Milano, sanatoria imposta dal giudice per un bulgaro

La Cisl avvia 300 procedure legali: in molti casi viene rifiutata l’applicazione delle norme, così gli extracomunitari se ne devono andare

      MILANO – Trecento lettere sono arrivate ad altrettanti datori di lavoro di Milano e provincia, su carta intestata di uno studio legale. Contenuto: «Vista la presenza di un lavoratore extracomunitario in nero nella sua azienda, la preghiamo di procedere alla regolarizzazione del rapporto di lavoro». In sostanza, un esplicito invito ad utilizzare la sanatoria per gli immigrati. Chi non accetta, rischia di trovarsi davanti al giudice. Come è successo a un imprenditore edile di Rho, in provincia di Milano. Obbligato da un’ordinanza del tribunale datata 22 ottobre 2002 a mettere in regola un manovale bulgaro che lavorava ormai da due anni nella sua azienda. La vicenda potrebbe costituire un precedente. «Il giudice Amedeo Santosuosso che ha emanato l’ordinanza è stato chiaro: la sanatoria non va considerata una facoltà, ma un obbligo», commenta Livio Neri, avvocato dello studio Polizzi-Guariso che seguito la causa.

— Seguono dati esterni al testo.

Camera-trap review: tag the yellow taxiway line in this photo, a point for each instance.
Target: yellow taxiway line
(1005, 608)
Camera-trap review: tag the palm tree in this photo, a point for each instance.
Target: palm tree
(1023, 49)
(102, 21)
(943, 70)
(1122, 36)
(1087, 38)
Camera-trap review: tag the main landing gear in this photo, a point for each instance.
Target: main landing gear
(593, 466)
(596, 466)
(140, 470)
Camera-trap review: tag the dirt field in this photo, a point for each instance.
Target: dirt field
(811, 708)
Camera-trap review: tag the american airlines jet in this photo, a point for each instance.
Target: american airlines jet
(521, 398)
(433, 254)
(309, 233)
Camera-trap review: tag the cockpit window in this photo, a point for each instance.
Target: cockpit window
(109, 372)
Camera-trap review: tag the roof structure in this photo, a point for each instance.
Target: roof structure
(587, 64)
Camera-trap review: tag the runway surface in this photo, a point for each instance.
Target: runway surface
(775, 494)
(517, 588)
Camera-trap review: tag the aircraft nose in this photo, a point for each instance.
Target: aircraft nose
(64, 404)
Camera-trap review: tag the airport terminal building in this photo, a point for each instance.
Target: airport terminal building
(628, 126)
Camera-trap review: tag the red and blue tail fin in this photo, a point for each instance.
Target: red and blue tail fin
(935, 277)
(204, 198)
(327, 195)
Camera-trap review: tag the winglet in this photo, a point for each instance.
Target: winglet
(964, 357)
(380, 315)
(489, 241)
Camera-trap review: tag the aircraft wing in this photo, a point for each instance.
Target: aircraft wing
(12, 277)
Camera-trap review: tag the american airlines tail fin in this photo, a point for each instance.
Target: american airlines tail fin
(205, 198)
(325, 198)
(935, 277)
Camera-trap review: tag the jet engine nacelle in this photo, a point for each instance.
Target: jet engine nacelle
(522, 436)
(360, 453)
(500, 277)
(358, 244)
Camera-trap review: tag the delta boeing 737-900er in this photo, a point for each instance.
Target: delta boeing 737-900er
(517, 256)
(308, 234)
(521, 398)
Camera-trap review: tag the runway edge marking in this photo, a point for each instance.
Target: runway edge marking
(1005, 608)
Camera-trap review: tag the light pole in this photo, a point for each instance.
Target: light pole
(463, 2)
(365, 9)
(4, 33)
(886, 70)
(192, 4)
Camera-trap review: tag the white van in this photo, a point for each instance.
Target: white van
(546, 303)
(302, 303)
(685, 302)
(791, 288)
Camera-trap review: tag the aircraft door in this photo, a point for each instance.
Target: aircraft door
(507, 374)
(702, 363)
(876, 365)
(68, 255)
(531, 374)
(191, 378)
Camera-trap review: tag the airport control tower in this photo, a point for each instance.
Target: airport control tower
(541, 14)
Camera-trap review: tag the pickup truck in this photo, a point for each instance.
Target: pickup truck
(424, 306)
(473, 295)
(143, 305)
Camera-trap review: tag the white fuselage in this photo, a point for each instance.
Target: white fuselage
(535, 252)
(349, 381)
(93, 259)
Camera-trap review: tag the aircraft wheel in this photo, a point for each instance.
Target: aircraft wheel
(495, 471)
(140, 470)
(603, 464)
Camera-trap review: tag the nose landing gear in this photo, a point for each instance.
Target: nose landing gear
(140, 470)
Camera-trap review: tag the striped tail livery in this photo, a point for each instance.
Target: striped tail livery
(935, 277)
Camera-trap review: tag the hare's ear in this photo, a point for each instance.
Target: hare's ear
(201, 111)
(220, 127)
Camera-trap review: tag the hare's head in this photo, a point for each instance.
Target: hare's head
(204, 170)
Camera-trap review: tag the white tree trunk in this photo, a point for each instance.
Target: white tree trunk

      All’ordinanza si è arrivati attraverso una procedura d’urgenza. Obiettivo: permettere al manovale bulgaro di approfittare della sanatoria prima della scadenza dei termini. Sulla vicenda non è quindi detta l’ultima parola: il tribunale deve ancora esprimere il giudizio di merito.
      «A quanto mi risulta, siamo gli unici ad avere attivato procedure legali per favorire la regolarizzazione degli immigrati in nero – commenta Maria Grazia Fabrizio, segretario generale della Cisl milanese -. Purtroppo spesso, invece di essere regolarizzati come permette la sanatoria, gli extracomunitari vengono rispediti a casa. Sono proprio questi i casi in cui ci rivolgiamo a un avvocato».
      Nonostante l’ordinanza del giudice, a oggi per il manovale extracomunitario poco è cambiato. «Continuo a dormire in macchina, come ho fatto negli ultimi mesi», racconta I. P. nel suo italiano stentato. Per il momento, nonostante l’ordinanza, non ha ancora ripreso il suo lavoro a cinque euro all’ora. «Ho due figli in Bulgaria – racconta -. I soldi mi servono anche per permettere loro di terminare l’università».